Create Segments DataFrame
Hybrid Approach: Struct Casting + JQ
# Extract segments using JQ
segments_df = df_json.select(
fc.json.jq(
fc.col( "json_data" ),
'.segments[] | {text: .text, start: .start, end: .end, words: .words} '
).alias( "segment_data" )
).explode( "segment_data" )
# Define schema for basic segment fields
segment_basic_schema = fc.StructType([
fc.StructField( "text" , fc.StringType),
fc.StructField( "start" , fc.FloatType),
fc.StructField( "end" , fc.FloatType)
])
# Extract basic fields with struct casting, complex aggregations with JQ
segments_clean_df = segments_df.select(
# Struct casting for basic fields (efficient)
fc.col( "segment_data" ).cast(segment_basic_schema).alias( "segment_struct" ),
# JQ for array aggregations (best tool for this)
fc.json.jq(fc.col( "segment_data" ), '.words | length' ).get_item( 0 ).cast(fc.IntegerType).alias( "word_count" ),
fc.json.jq(fc.col( "segment_data" ), '[.words[].probability] | add / length' ).get_item( 0 ).cast(fc.FloatType).alias( "average_confidence" )
).unnest( "segment_struct" ).select(
fc.col( "text" ).alias( "segment_text" ),
fc.col( "start" ).alias( "start_time" ),
fc.col( "end" ).alias( "end_time" ),
fc.col( "word_count" ),
fc.col( "average_confidence" )
).select(
"segment_text" ,
"start_time" ,
"end_time" ,
(fc.col( "end_time" ) - fc.col( "start_time" )).alias( "duration" ),
"word_count" ,
"average_confidence"
)
print ( "Segments DataFrame:" )
segments_clean_df.show( 5 )
Create Speaker Summary DataFrame
# Use traditional DataFrame aggregations on JSON-extracted data
speaker_summary_df = words_final_df.group_by( "speaker" ).agg(
fc.count( "*" ).alias( "total_words" ),
fc.avg( "probability" ).alias( "average_confidence" ),
fc.min( "start_time" ).alias( "first_speaking_time" ),
fc.max( "end_time" ).alias( "last_speaking_time" ),
fc.sum( "duration" ).alias( "total_speaking_time" )
).select(
"speaker" ,
"total_words" ,
"total_speaking_time" ,
"average_confidence" ,
"first_speaking_time" ,
"last_speaking_time" ,
# Calculate words per minute
(fc.col( "total_words" ) / (fc.col( "total_speaking_time" ) / 60.0 )).alias( "word_rate" )
)
print ( "Speaker Summary:" )
speaker_summary_df.show()
When to Use Struct Casting
Best for : Simple field extraction
# Define schema
schema = fc.StructType([
fc.StructField( "word" , fc.StringType),
fc.StructField( "start" , fc.FloatType),
])
# Cast and unnest
df.select(
fc.col( "data" ).cast(schema).alias( "struct" )
).unnest( "struct" )
Benefits :
More efficient than multiple JQ queries
Automatic type handling
Single operation extracts all fields
When to Use JQ Queries
Best for : Complex operations
# Nested traversal with variable binding
'.segments[] as $seg | $seg.words[] | {...}'
# Array length calculation
'.words | length'
# Array aggregation for averages
'[.words[].probability] | add / length'
Use JQ for :
Array aggregations (length, add / length)
Complex transformations
Variable binding and nested operations
Mathematical operations within queries
JQ Query Complexity Levels
.segments[]
.segments[].words[]
.segments[] as $seg | $seg.words[]
.words | length
[.words[].probability] | add / length
{word: .word, segment_start: $seg.start}
Running the Example
python json_processing.py
Expected Output
The script displays:
Raw JSON data loading and casting
Word-level extraction (~4000+ individual words)

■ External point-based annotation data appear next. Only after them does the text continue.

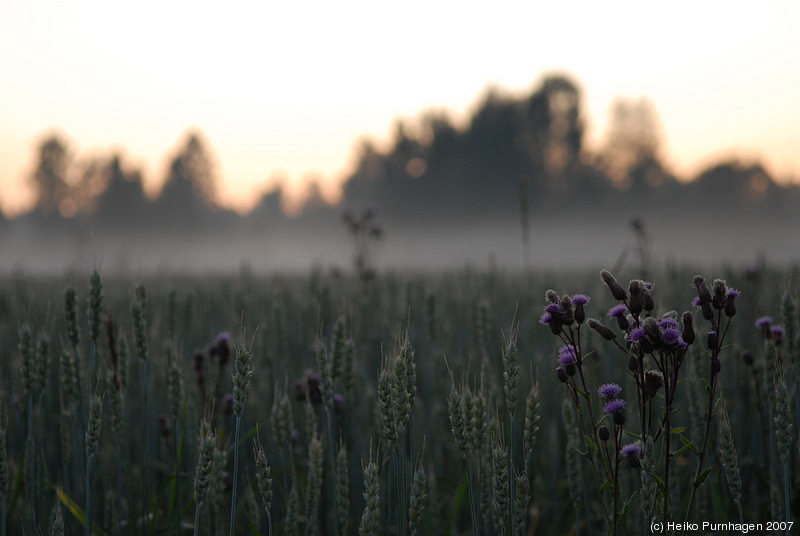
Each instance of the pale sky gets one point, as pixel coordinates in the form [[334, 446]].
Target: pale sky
[[286, 89]]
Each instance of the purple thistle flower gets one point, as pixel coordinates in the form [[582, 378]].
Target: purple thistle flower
[[580, 299], [631, 448], [777, 333], [670, 336], [667, 322], [617, 310], [637, 334], [763, 322], [566, 356], [609, 390], [614, 406]]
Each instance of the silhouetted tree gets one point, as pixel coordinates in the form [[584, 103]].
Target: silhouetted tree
[[191, 174], [50, 178], [632, 142], [123, 202], [189, 190]]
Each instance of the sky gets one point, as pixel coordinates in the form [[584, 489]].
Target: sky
[[283, 92]]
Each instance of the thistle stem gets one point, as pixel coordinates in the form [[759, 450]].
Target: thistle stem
[[235, 472]]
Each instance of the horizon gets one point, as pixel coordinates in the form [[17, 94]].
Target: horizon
[[723, 89]]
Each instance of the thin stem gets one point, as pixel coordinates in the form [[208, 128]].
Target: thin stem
[[397, 490], [332, 492], [88, 524], [235, 472], [143, 424], [512, 481], [175, 434], [197, 519], [472, 510], [702, 454], [118, 450], [30, 460], [786, 493]]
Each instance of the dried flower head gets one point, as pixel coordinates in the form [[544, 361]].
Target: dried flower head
[[604, 331], [609, 390], [616, 289], [653, 381]]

Segment-level analysis (conversation segments)
Speaker summary analytics (2 speakers with statistics)
Comprehensive pipeline summary
Learning Outcomes
After studying this example, you’ll understand:
How to load and cast JSON data in Fenic
Struct casting + unnest for efficient field extraction
Complex JQ queries for advanced data manipulation
When to choose struct casting vs JQ
Array processing and aggregation within JSON
Type conversion between JSON and DataFrame types
Hybrid workflows combining multiple extraction approaches
Performance optimization for JSON processing pipelines
Real-world data processing patterns for audio/transcript analysis
Use struct casting for simple field extraction and JQ for complex aggregations and transformations. Combine both approaches for optimal performance.